Devant la diversité de la nature, l'homme s'est très vite préoccupé de nommer puis d'en classer les éléments, afin d'y trouver ou d'y retrouver ce qui lui était nécessaire : ce qui n'a pas de nom n'existe pas puisque l'on ne peut en parler ! Les classifications traditionnelles sont donc très anciennes, inhérentes au développement de la pensée humaine. Leur méthode est commune à toutes les sociétés : nous en usons tous les jours.

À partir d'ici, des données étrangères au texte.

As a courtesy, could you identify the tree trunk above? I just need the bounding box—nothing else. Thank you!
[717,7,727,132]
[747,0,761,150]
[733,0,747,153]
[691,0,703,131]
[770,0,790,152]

Les connaissances sont d'abord stockées en vrac dans notre cerveau ; puis elles sont indexées et liées les unes aux autres par des relations préférentielles, correspondant à notre expérience personnelle ; enfin elles peuvent être rappelées à notre mémoire active au moment où nous en avons besoin, de manière sélective.
Les deux derniers points expliquent la formation des classifications traditionnelles. Les grandes différences font les grandes catégories et elles orientent l'indexation des données au moment de leur acquisition, dans trois chapitres principaux, puis leur rappel ultérieur à partir de ce classement préliminaire : observation de la plante, usage, techniques nécessaires pour leur emploi. Notre cerveau classe tout ce qui nous touche, en établissant de nouvelles relations entre les données stockées :
_ lorsque nous pensons " observation de la plante ", nous identifions différents critères qui servent de sous-index : la taille (grand, petit, autre), le port (rampant au sol, droit vers le ciel, autre), l'écologie (dans quel endroit la plante pousse-t-elle ?), la couleur (feuilles vertes, rouges, ... entièrement, en partie, comment ?), l'odeur, le goût, le comportement (bouturage possible ? résistance au feu ? fructification abondante ?), etc..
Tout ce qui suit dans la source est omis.